Is the following code sufficient for the purposes of XHRing a remote server? The only thing changed from normal XHR code is that I put the full server URL into the URL parameter of the open method of the XHR object. I'm not sure if that's enough? It didn't work; so I'm not sure what's missing.

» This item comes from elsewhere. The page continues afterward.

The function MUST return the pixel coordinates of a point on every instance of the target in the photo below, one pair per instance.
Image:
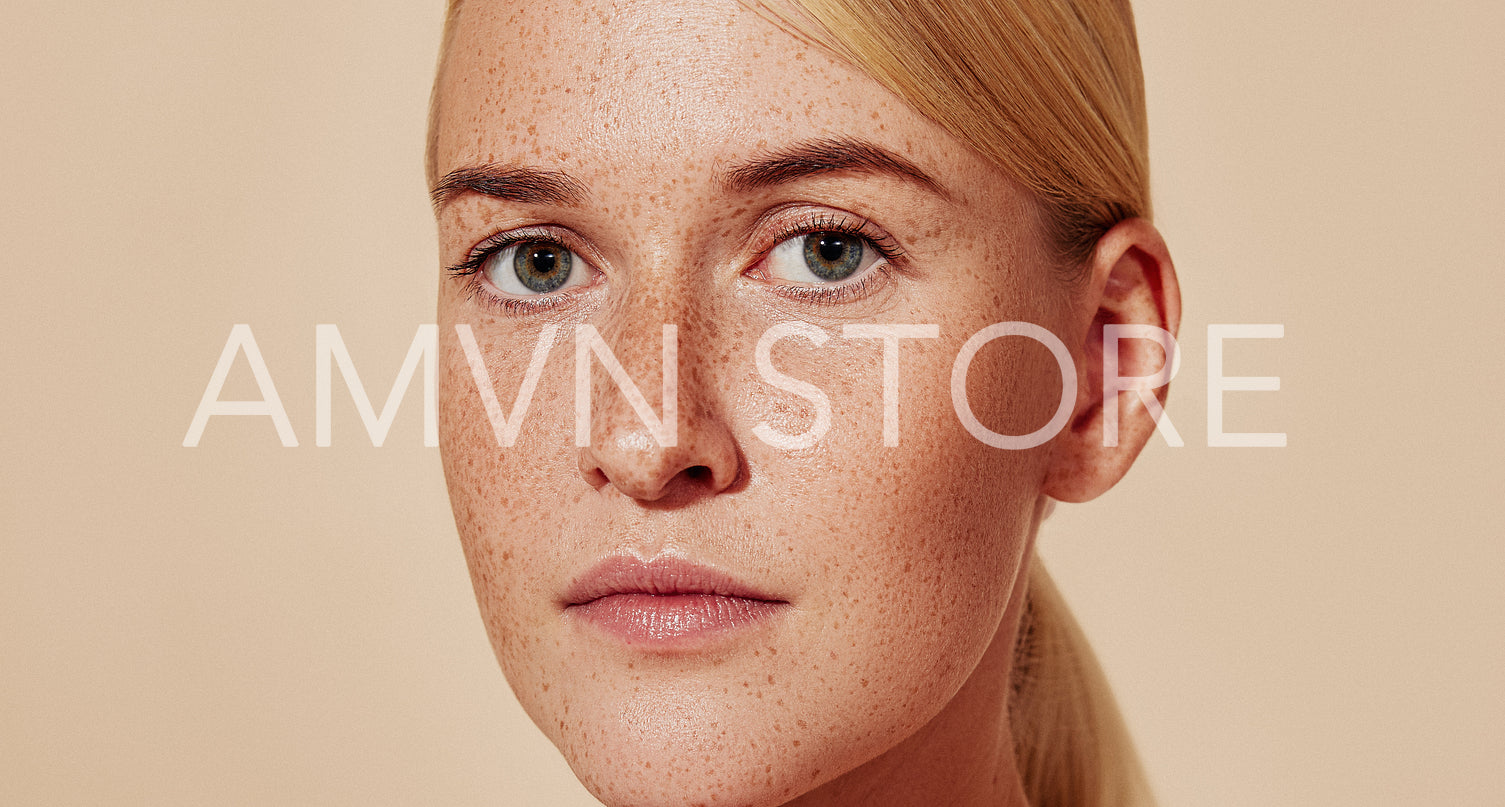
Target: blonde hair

<script type="text/javascript">
function loadXMLDoc()
{
var xmlhttp;
if (window.XMLHttpRequest)
{// code for IE7+, Firefox, Chrome, Opera, Safari
xmlhttp=new XMLHttpRequest();
}
else
{// code for IE6, IE5
xmlhttp=new ActiveXObject("Microsoft.XMLHTTP");
}
xmlhttp.onreadystatechange=function()
{
if (xmlhttp.readyState==4 && xmlhttp.status==200)
{
document.getElementById("myDiv").innerHTML=xmlhttp.responseText;
}
}
xmlhttp.open("GET","http://insertURLofRemoteServerHere.com?parameter1=true",true);
xmlhttp.send();
}
</script>
Normally, Javascript can only send xhrs to the server from which the javascript was loading. It's called the Same Origin Policy. I suspect that is what is stopping you.
You code seems correct for the most part. you're handling cross browser compatiblity etc. However, the Same Origin Policy will not allow you to receive a response from a script on a remote server.
A workaround for this would be if the remote server supports the JSON-P response format.
Another workaround is if the server supports Cross Origin Resource Sharing. However, from personal experience, this is spotty. I would go with JSON-P if the server supports it.
(Side note: You could make your life so much simpler if you used a library/framework like Jquery. The above code snippet could be condensed to 3-4 lines of code, and the framework will take care of cross-browser compatibility.)